When the 24-year-old husband of a 49ers employee—a policeman—was shot dead on the job, DeBartolo immediately flew to California from his home in Tampa, Florida, arriving unannounced at her home at 4:30 a.m. He helped arrange dinners for the deceased's family all week, and sat for hours with the grieving parents. When safety Jeff Fuller severed nerves in his neck on the field and permanently lost the use of his right arm, DeBartolo arranged to pay him $100,000 a year for the rest of his life.
DeBartolo knew all the players' wives' and children's names. He'd greet his players as they entered the locker room after games while passing out towels to them. The way the Niners' owner took care of his football players—the salaries, the travel accommodations, the state-of-the art training facilities, the luxurious locker rooms—changed the NFL. Many believe the league created the salary cap because DeBartolo was paying players so much that league parity was threatened.
Lest you think Eddie DeBartolo, outside of his lapse of judgment in the parking lot, was a saint, some ground must be covered. His father purchased the team in 1977 and handed it over to "Little Eddie," who was 31. Edward DeBartolo Sr., who's from the mobbed-up town of Youngstown, Ohio, was dogged by rumors throughout his career that he had organized crime connections. The FBI linked him to mafia kingpins Meyer Lansky, Carlos Marcello and Santo Trafficante. Given the fact that he'd been handed so much (the 49ers are now worth $3.5 billion), all Little Eddie had to do was stay clean to emerge from the shadow of his father and continue his success. But his hubris brought him down.
Cocktail waitress Gina Baross accused the married DeBartolo of sexually assaulting her at a party at his Menlo Park condo in 1992. Although there was a detailed police report, DeBartolo was never charged. But he did pay Baross $200,000. In 1997, the diminutive DeBartolo threw a punch at a fan who taunted him about a loss to the Green Bay Packers. The NFL fined Eddie D for paying prohibited bonuses to players and for transferring ownership of the club to a subsidiary of the family corporation, violating rules against outside corporate ownership.

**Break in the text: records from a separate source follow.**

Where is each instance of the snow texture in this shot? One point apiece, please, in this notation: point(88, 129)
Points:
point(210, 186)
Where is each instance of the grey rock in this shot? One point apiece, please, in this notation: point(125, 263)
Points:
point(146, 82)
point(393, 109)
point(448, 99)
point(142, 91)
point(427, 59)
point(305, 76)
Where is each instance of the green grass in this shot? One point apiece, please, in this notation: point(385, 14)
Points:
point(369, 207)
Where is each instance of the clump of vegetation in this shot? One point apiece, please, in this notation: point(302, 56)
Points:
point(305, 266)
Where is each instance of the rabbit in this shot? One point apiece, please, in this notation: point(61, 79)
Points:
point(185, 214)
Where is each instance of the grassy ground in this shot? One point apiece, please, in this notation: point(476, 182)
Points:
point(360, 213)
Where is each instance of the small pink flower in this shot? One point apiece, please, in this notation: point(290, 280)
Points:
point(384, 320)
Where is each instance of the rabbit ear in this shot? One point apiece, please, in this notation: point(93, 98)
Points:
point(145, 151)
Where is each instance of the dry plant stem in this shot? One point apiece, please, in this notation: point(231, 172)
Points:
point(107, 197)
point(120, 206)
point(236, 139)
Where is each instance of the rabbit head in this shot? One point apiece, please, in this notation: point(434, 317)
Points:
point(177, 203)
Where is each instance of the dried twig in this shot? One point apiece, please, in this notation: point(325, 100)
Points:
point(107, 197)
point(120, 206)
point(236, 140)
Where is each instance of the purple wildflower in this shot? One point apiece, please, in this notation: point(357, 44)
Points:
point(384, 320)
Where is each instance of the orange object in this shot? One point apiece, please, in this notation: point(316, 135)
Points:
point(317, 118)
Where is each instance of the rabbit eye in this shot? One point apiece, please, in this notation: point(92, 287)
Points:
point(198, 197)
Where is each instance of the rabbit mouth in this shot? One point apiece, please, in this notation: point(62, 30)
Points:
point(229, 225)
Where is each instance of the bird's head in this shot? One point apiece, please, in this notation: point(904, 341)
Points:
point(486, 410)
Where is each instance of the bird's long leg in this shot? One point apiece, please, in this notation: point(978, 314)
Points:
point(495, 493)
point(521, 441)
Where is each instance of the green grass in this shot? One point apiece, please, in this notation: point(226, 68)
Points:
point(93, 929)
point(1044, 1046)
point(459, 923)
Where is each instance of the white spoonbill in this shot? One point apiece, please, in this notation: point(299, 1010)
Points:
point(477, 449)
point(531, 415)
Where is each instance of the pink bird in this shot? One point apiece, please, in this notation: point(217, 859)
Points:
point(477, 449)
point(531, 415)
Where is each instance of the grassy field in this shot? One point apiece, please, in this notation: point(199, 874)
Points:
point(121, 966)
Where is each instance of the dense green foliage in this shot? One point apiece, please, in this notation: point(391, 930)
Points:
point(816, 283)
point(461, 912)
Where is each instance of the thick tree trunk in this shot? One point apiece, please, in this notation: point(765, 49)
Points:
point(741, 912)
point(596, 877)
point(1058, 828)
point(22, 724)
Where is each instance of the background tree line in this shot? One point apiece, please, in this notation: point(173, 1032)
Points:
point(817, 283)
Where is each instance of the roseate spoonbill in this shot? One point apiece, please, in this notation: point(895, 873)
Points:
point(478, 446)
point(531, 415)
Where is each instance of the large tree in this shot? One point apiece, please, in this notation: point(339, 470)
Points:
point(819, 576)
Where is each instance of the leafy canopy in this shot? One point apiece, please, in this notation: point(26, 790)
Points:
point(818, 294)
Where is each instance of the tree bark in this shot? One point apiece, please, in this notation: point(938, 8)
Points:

Eddie DeBartolo's character flaws are familiar to everyone. We've all seen what can happen when someone has too much handed to them. How do you understand what you have in owning the 49ers when you got the team as a present? Nobody who'd bought a team by working their way to the top, as Dallas Cowboys owner Jerry Jones did, would’ve met a crooked politician with a suitcase full of cash in a parking lot. There're a number of ways of looking at what happened. From one angle, DeBartolo was the victim of extortion, and from another he contributed to the continued corruption of the Louisiana gambling industry. It was an act of self-destruction and a disservice to his team.
Whatever you say about Eddie DeBartolo, a major contributor to charities, he's done a lot for plenty of people. If Trump pardoned him to win Ohio in November, that's not great. But he'd already paid back his debt to society, so I'm happy he doesn't have to die a felon. In a perfect world, DeBartolo would now lend some major financial support to criminal justice reform.